Ética profissional e advocacia pro bono: o papel do advogado na conquista da cidadania

Autor: Humberto Henrique Costa Fernandes do Rêgo e Victor dos Santos Maia Matos
Publicado no site em: 25 de junho de 2016 

  Sumário
1. Introdução
2. A ética profissional
3. O novo Código de Ética e Disciplina
4. A advocacia pro bono
5. Conclusão
Bibliografia

1. Introdução

A advocacia, como cediço, é uma das mais antigas profissões da História, recebendo regulamentação no Brasil desde o Império, através da Lei Imperial de 11 de agosto de 1827, que instituiu os cursos jurídicos de São Paulo e Olinda e, posteriormente, com o Aviso Imperial de 7 de agosto de 1843, que criou o Instituto dos Advogados Brasileiro. No período republicano foi concebida a Ordem dos Advogados do Brasil (OAB), por via do Decreto 19.408, de 18 de novembro de 1930, consolidando, em definitivo, a profissão em território nacional.

Coube à Lei 4.215, de 27 de abril de 1963, instituir o primeiro Estatuto da OAB, substituída, três décadas depois, pela Lei 8.906, de 4 de julho de 1994, que cuidou de compatibilizar a advocacia com a Constituição Federal (CF) de 1988, mormente com o legado deixado por seu art. 133, transformado em chave de abóbada para a indispensabilidade do advogado à administração da justiça, vez que, no desempenho de seu ministério privado, exerce indiscutível função pública.

O Estatuto da Advocacia e da OAB, além de consignar o estuário das prerrogativas profissionais, estabeleceu o dever legal de o advogado cumprir, rigorosamente, os comandos normativos de seu Código de Ética e Disciplina, norma raiz que regulamenta a relação do advogado com os clientes, com os demais profissionais do mundo jurídico, a publicidade, a recusa de patrocínio, o dever geral de urbanidade, dentre outros, além do processo ético-disciplinar.

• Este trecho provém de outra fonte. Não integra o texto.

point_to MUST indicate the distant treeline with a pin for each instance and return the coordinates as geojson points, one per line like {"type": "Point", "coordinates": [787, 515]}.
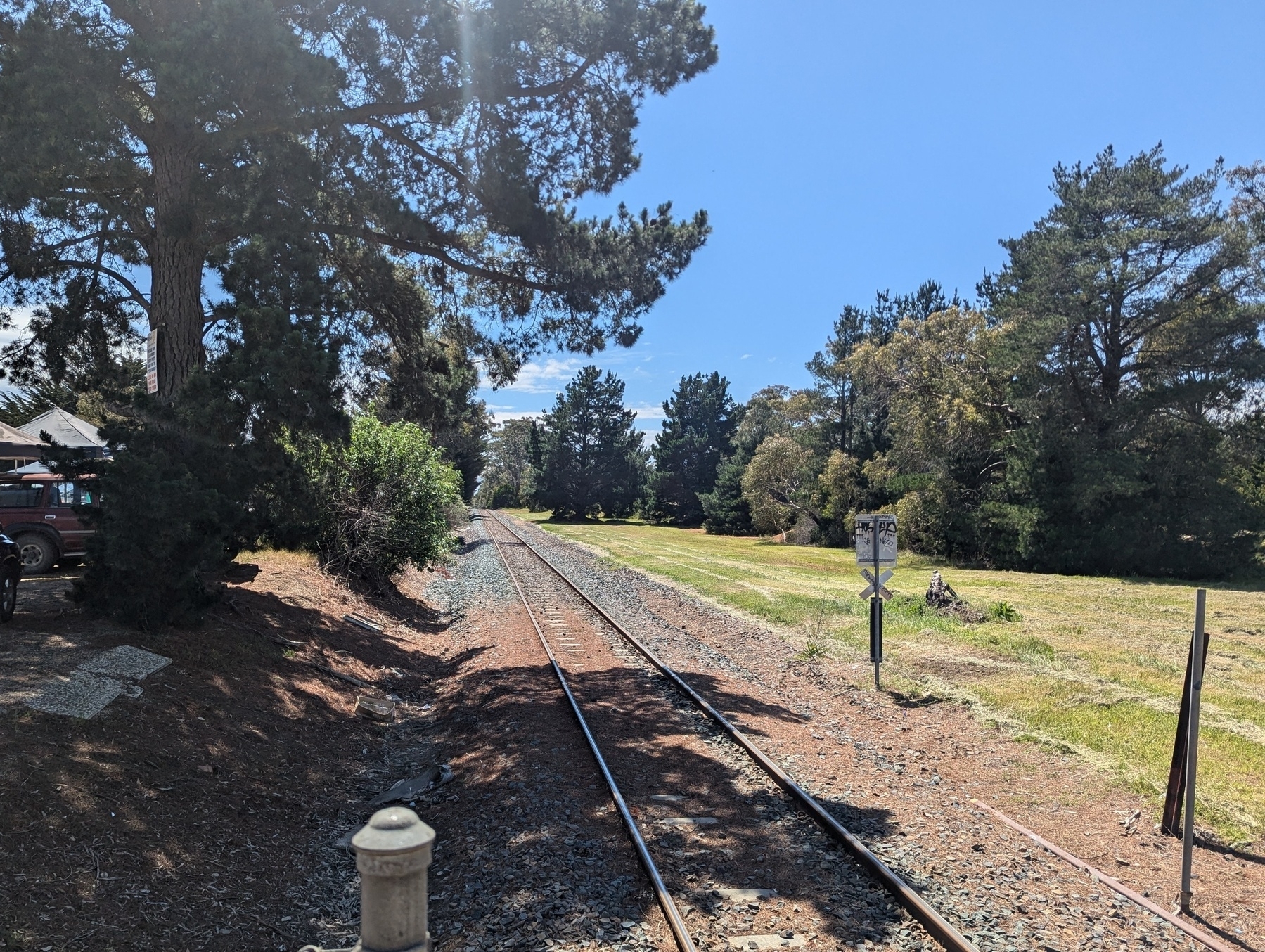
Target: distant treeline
{"type": "Point", "coordinates": [1097, 409]}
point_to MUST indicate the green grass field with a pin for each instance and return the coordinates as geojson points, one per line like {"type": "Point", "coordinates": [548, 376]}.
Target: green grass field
{"type": "Point", "coordinates": [1095, 667]}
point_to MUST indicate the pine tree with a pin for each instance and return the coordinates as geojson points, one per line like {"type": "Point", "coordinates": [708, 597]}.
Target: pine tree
{"type": "Point", "coordinates": [180, 137]}
{"type": "Point", "coordinates": [698, 432]}
{"type": "Point", "coordinates": [591, 454]}
{"type": "Point", "coordinates": [726, 511]}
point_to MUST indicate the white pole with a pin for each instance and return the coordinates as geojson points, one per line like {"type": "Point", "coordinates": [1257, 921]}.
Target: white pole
{"type": "Point", "coordinates": [1192, 749]}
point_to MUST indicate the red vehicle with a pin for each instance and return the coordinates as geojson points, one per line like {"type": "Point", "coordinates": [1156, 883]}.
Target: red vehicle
{"type": "Point", "coordinates": [36, 513]}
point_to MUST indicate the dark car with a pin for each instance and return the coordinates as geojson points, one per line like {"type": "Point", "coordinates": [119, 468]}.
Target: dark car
{"type": "Point", "coordinates": [11, 573]}
{"type": "Point", "coordinates": [36, 513]}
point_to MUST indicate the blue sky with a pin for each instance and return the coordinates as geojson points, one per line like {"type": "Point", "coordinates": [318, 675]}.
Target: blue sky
{"type": "Point", "coordinates": [842, 148]}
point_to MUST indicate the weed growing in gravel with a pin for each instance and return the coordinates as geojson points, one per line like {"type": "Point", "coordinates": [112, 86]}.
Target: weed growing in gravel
{"type": "Point", "coordinates": [812, 651]}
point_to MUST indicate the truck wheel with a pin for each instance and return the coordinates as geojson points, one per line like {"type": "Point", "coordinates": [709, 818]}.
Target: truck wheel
{"type": "Point", "coordinates": [38, 551]}
{"type": "Point", "coordinates": [8, 593]}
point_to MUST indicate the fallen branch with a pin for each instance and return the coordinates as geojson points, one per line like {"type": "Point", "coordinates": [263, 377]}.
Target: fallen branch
{"type": "Point", "coordinates": [332, 673]}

Com efeito, por imposição da Lei nº 8.906/1994, foi editado o primeiro Código de Ética e Disciplina da OAB, aprovado em 13 de fevereiro de 1995, que revelou as regras deontológicas da advocacia, alinhando, a partir de então, a conduta profissional do advogado com o universo ético-disciplinar.

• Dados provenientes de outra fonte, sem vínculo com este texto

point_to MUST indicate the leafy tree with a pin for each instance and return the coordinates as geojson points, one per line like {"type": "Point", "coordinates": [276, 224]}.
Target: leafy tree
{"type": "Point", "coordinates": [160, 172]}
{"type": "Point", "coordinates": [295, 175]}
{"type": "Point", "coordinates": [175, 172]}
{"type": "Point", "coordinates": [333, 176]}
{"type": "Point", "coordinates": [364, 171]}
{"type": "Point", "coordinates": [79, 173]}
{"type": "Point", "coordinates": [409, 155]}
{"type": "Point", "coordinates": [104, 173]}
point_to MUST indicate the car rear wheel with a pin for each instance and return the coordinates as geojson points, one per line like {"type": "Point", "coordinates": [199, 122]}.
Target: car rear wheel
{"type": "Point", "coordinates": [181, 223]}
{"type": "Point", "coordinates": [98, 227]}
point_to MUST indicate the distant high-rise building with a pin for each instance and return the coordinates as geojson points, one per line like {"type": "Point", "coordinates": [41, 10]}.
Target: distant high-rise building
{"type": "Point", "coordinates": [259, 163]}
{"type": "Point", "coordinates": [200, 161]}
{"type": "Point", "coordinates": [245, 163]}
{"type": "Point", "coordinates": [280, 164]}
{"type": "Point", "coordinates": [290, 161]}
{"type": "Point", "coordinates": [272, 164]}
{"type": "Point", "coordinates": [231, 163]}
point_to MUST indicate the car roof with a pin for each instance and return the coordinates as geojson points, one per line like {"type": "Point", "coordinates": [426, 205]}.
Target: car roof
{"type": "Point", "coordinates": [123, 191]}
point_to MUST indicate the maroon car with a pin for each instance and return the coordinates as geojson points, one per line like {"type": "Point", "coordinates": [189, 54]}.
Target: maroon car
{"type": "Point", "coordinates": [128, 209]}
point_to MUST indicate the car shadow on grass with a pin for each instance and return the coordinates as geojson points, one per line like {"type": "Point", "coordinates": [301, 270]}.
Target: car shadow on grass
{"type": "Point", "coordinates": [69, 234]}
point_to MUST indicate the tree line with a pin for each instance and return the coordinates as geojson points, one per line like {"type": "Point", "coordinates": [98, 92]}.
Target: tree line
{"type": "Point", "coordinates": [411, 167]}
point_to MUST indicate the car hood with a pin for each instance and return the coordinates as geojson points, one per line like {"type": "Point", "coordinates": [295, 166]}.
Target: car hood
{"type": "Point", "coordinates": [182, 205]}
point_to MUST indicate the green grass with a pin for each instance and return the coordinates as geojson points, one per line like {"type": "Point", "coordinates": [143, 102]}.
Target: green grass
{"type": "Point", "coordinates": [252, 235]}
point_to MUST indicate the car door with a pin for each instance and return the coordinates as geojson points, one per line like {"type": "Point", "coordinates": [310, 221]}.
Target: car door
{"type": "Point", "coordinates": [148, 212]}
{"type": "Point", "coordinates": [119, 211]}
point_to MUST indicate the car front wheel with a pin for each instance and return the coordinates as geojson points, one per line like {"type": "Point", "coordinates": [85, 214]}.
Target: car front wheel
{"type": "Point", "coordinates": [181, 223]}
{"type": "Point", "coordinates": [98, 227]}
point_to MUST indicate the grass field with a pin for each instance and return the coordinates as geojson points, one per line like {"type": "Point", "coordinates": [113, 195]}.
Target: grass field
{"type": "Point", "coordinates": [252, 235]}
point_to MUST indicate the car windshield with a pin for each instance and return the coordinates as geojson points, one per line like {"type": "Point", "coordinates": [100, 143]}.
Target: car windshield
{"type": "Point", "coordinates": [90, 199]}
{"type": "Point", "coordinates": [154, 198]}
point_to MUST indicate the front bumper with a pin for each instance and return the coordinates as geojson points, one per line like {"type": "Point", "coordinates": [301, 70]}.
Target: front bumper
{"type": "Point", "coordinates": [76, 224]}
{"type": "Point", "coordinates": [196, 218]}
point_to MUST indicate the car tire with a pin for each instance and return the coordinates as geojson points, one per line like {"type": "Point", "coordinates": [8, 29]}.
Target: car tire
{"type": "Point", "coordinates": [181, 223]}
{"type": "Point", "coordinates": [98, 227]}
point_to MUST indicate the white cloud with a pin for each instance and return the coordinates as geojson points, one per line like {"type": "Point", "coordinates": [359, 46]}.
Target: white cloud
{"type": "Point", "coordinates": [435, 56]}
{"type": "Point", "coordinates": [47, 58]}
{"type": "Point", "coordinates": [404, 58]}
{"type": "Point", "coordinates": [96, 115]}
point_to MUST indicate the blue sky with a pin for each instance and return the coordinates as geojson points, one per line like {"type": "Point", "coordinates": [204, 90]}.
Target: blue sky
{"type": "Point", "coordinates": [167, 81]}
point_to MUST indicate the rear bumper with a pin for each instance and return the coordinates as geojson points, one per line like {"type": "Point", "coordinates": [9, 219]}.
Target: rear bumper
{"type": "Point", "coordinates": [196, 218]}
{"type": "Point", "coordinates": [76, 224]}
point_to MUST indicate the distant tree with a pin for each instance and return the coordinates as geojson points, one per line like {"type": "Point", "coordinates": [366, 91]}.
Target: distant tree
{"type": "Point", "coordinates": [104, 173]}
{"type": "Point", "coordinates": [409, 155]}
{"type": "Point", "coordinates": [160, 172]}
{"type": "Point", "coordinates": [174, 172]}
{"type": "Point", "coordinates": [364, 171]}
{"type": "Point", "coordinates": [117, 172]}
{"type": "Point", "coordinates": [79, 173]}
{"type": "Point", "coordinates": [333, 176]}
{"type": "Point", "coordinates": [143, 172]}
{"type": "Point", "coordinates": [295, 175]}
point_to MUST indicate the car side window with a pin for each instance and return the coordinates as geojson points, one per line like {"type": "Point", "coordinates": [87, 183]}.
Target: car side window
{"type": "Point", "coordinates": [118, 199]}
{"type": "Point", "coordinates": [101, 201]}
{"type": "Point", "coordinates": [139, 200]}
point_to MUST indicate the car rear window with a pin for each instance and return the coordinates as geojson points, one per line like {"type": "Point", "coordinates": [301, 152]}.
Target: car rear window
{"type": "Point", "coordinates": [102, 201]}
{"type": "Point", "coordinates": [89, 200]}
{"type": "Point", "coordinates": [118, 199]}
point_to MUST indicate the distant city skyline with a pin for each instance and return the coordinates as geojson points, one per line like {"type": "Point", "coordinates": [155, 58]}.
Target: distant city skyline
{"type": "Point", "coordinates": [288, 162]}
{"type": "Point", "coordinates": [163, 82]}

Malgrado o Código de 1995 tenha promovido grandes avanços para o aperfeiçoamento da advocacia e, por conseguinte, da própria cidadania, não há como negar que as transformações pelas quais a sociedade brasileira passou nas últimas duas décadas, destacadamente, com o fortalecimento das instituições republicanas, da democracia e do papel do advogado como agente de promoção da cidadania, forçavam a uma profunda revisão nas regras deontológicas da advocacia, no intuito de sintonizá-las com a dinâmica das relações sociais coevas, o que veio com a Resolução nº 2, de 19 de outubro de 2015, oriunda do Conselho Federal da OAB, instituindo o novo Código de Ética e Disciplina da OAB.

Dentre as inovações trazidas pelo novo Código, a advocacia pro bono é, sem qualquer ensancha de dúvida, a mais significativa para a consolidação da cidadania em território pátrio, com especial destaque para a universalização do acesso à Justiça, mormente das camadas sociais mais vulneráveis. Com a advocacia pro bono, aprovada numa verdadeira atmosfera de consciência profissional e cidadã, evidenciou-se a importância do advogado na materialização das garantias constitucionais e no respeito ao estuário legal vigente. O presente trabalho construirá uma reflexão sobre a atuação do advogado, por via da advocacia pro bono, na consolidação da cidadania no Brasil.

2. A ética profissional

O homem é um ser social e moral que, malgrado dotado de liberdade, como valor inato à própria concepção de homem, vive envolto no ambiente que lhe hospeda e tem suas condutas sempre ponderadas pela perspectiva de julgamento social, sobretudo, pela possibilidade de sanção.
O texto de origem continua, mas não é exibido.